Orta Asya’dan günümüze taşınan, Türklerin yüzyıllardır oynadığı ata sporudur. At üzerinde süngü ve mızrağın düşmana daha iyi savrulması amacıyla ortaya çıkmış, zaman içerisinde kurallı bir oyun haline gelmiştir. Genellikle gösteri amaçlı oynanır. Bir ciritçi oyun sahasında rakip sporculardan birine yarım veya tam çark yapmak suretiyle ciridini atar. Sporcu rakibinin kendisine atacağı ciritten sakınmak için çeşitli hareketler yapar, atın sağına soluna, karnının altına veya boynuna yatar. Bazı sporcular rakiplerini kaçış çizgisine ulaşana kadar kovalar ve ardından cirit atar. İsabet ettirebildikleri için puan kazanırlar. Oyun puanlaması kriterleri takımlarca müsabakadan önce kararlaştırılır. Toplam puanı yüksek olan takım galip sayılır.

Atlı Okçuluk

Türklerde okçuluğun, özellikle de atlı okçuluğun önemi tarih öncesi zamanlara kadar uzanır. Tarihteki Türk atlı okçuları, dörtnala giderken eyer üstünde dönüp arkaya ok atarak hedefe tam isabet ettirme ustalıklarıyla tanınmışlardır. Asya'da geçim kaynağı ve askeri tatbikat niteliği olan sürek avları, Türk atlı okçuluğunun gelişmesini sağlamıştır. Savaşçılık, avcılık, sporculuk gibi alanların dışında sosyal alanda da okçuluk önem teşkil etmiştir. Örneğin milli bayramlarda, dinsel törenlerde, düğünlerde çeşitli sportif okçuluk yarışmaları toplumsal hayatta yer almıştır.

Aşık Oyunu 

Koyunların ve keçilerin arka bacaklarında bulunan dört yüzlü kemikle oynanan tarihi bir Türk oyunudur. Kadim çağlardan günümüze gelene kadar Türkistan ve Türkiye başta olmak üzere Türklerin yayıldığı tüm coğrafi bölgelerde bu oyuna rastlamak mümkündür. Aşık oyunu günümüzde de Türk köy, kasaba ve hatta şehirlerinde oynanmaktadır.

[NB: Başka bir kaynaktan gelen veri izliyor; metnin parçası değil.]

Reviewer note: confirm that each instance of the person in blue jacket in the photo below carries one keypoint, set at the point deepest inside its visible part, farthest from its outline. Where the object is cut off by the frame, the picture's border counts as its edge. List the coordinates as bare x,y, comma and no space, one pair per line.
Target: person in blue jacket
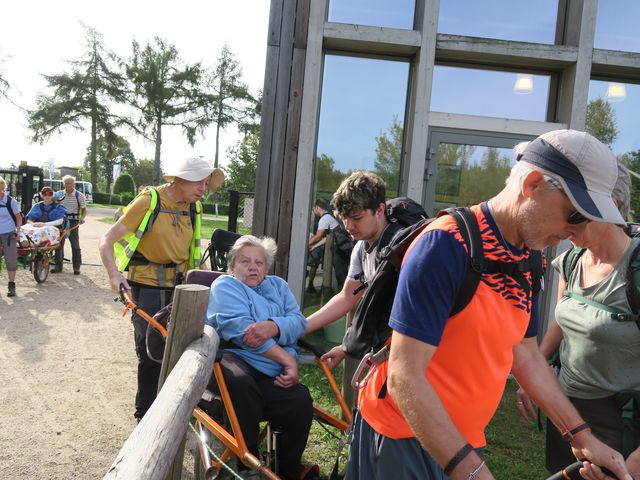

Aşık kemiğinin yüzleri cuk (ya da çik), tok, allı ve kazak olarak adlandırılır. Aşık oyunlarından birisi zıdalıdır. Aşık kemikleri her oyuncudan eşit sayıda, yerde zıda adı verilen bir dairenin ortasına tek sıra halinde dizilir (allı ya da kazak olarak adlandırılan yüzeyleri yere gelecek şekilde dik olarak). Daha sonra oyuncular ellerinde bulunan ve genellikle daha iri ve/veya içi kurşunla doldurulmuş enek adı verilen aşıklarını daire içinde bulunan diğer aşıklara vurarak daire dışına çıkarmaya çalışırlar. Dışarı çıkan aşık atışı yapan oyuncunun olur. Dışarı çıkaramama ya da ıska geçme durumlarında oyun sırası diğer oyuncuya geçer. İlk atış daire dışından oyuncuların belirlediği bir mesafeden yapılır. Daha sonraki vuruşlarda sırası gelen oyuncu daire kenarından atış yapar. Eğer daire kenarından yaptığı atışla daire içindeki aşıklardan bir veya daha fazlasını daire dışına çıkarırsa oyuncu atış sonrası eneğin kaldığı yerden oyuna devam eder. Enek genellikle daire içinde diğer aşıklara yakın konumda kaldığından oyuncu sonraki atışlarda daha avantajlıdır.